What Spanberger suggested
Spanberger’s new “Affordable Virginia” package includes multiple housing bills, coupled with a broader 17-bill affordability push on health care, energy and the cost of living.
In the area of housing, she supports legislation to:
- Give localities a stronger “first look” or first purchase option when subsidized affordable properties come up for sale, so cities and counties can keep those homes affordable instead of losing them to market-rate conversions.
- Requiring each locality to identify concrete options to increase the availability of affordable housing, effectively forcing local governments to put pro-housing tools – such as zoning changes, preservation strategies or incentives – on the table rather than treating affordability as optional.
- Create a revolving loan fund to support mixed-income developments by offering below-market financing to builders offering affordable units and easing the pool of capital for projects that would otherwise be too thin to draw out.
- Expand the Virginia Eviction Reduction Program and transform what was a limited pilot into a larger anti-eviction tool that provides flexible financial assistance to keep vulnerable tenants housed.
- Leverage more of the government’s bond capacity for private housing development activities by directing additional bonding authority to the Department of Housing and Community Development, for the express purpose of encouraging affordable manufacturing.
Spanberger and Democratic leaders say some pieces — such as preventing evictions — would have a quicker impact. Others, such as conservation and financing instruments, would work over a longer period of time
“It is clear that we cannot accept the status quo when it comes to the high cost of living,” Spanberger said. “It is harming the financial security of our economy, our communities and our neighbors, and changing the status quo starts next month.”
Republicans can join in
Republican House Minority Leader Terry Kilgore said in a statement that while his members are still reviewing the proposals, at first glance they appear focused on the right priorities.
But Kilgore noted that Spanberger’s proposals focus on preserving existing housing rather than increasing supply. “If you don’t build enough houses, housing becomes expensive,” he said.
Across the country, creating a better environment for building more housing – such as measures to add “missing middle housing” – has been a key tactic in improving affordability.
In Virginia, however, such efforts have faced significant legal challenges from residents opposed to increased housing density
Arlington County took the step two years ago and is still fighting it in court. Neighboring Alexandria won a two-year battle over reform that abolished single-family-only zoning
In November, Charlottesville settled a lawsuit with homeowners who filed suit in 2024, arguing the city failed to follow proper procedures in passing an ordinance to end exclusive zoning for single-family homes.
In New Jersey, Sherrill’s platform focused heavily on housing supply, especially on the missing middle housing units. She pledged to expand production of missing centers, repurpose underutilized buildings for housing and provide buyer assistance of up to about $22,000, explicitly formulated as an affordability strategy.

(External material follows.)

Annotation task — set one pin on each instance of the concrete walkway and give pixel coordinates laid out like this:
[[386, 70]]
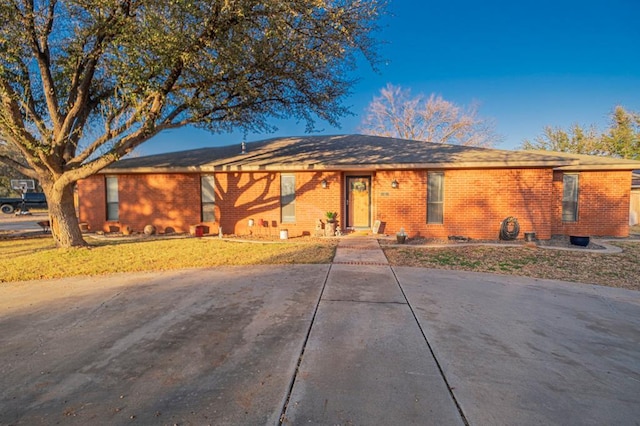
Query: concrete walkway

Mamdani focused on expanding rent stabilization and building additional affordable housing. But his efforts could hit a major hurdle if a federal lawsuit succeeds arguing that part of New York’s 2019 law that closed a loophole in rent-stabilized unit renovations is unconstitutional.

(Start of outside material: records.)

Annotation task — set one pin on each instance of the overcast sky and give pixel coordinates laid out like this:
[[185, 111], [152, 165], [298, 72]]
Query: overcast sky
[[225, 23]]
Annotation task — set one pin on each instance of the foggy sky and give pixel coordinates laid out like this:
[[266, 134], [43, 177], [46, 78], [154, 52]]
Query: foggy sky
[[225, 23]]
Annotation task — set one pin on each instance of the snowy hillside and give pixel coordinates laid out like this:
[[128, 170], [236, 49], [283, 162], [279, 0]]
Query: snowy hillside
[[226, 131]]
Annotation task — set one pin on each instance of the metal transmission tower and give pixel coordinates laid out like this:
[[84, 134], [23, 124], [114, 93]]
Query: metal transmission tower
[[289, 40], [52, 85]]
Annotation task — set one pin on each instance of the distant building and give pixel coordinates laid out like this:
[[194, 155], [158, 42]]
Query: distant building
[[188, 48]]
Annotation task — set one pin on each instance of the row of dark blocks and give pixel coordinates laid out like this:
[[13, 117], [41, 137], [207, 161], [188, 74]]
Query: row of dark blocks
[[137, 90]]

The Spanberger plan stands in stark contrast to Youngkin’s vetoes
The clearest point of contrast is not that Youngkin opposed every pro-housing idea, but that he used both his veto button and his line-item veto to block or shrink some of the tools Spanberger is now trying to scale up.

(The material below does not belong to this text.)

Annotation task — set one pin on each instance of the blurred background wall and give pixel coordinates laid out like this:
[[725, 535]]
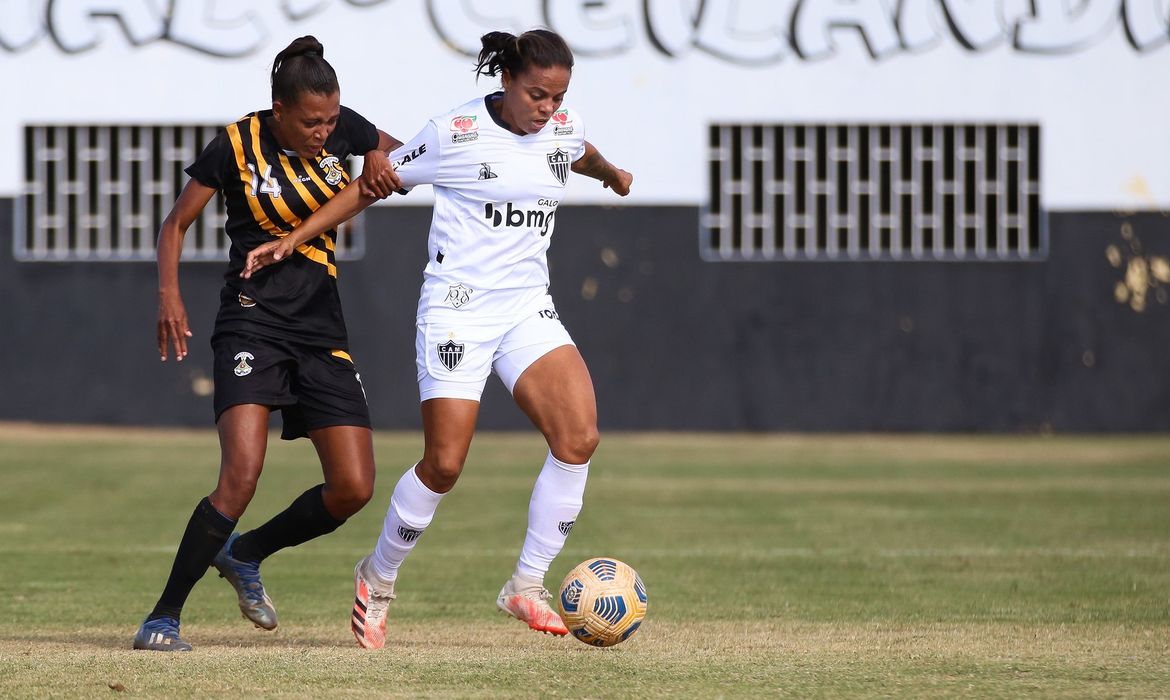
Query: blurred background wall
[[926, 214]]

In the 2024-2025 state budget, Youngkin vetoed funding for a subsidy program for new homebuyers and a rental assistance pilot, along with other housing investments, even as rents and home values rose faster than most other states.
Youngkin also rejected at least one major policy bill, HB 1398That would have strengthened the preservation of government-subsidized affordable housing — the same space Spanberger is targeting with her new “primary opportunity” proposal for municipalities to keep properties affordable when they change hands.
Another 2024 bill to expand an optional affordable housing program to all localities also died under Youngkin’s veto, limiting the menu of local pro-housing tools that Democrats had tried to offer statewide.
Giving new life to rejected ideas
Spanberger’s package effectively revives that line of thinking by putting local empowerment, conservation authority and revolving capital at the center of her first round of bills.
Youngkin’s final budget decisions last year reduced or scaled back direct housing assistance, such as targeted aid for first-time buyers and renters. Spanberger wants to rebuild these support points and connect them to sticks and carrots for local governments to make more room for housing.
That contrast provides a clear narrative for her first session as governor: Democrats tried to pass and fund more aggressive affordability tools under Youngkin, saw them vetoed or nullified, and are now returning with a governor who puts the same concepts at the center of an “Affordable Virginia” agenda.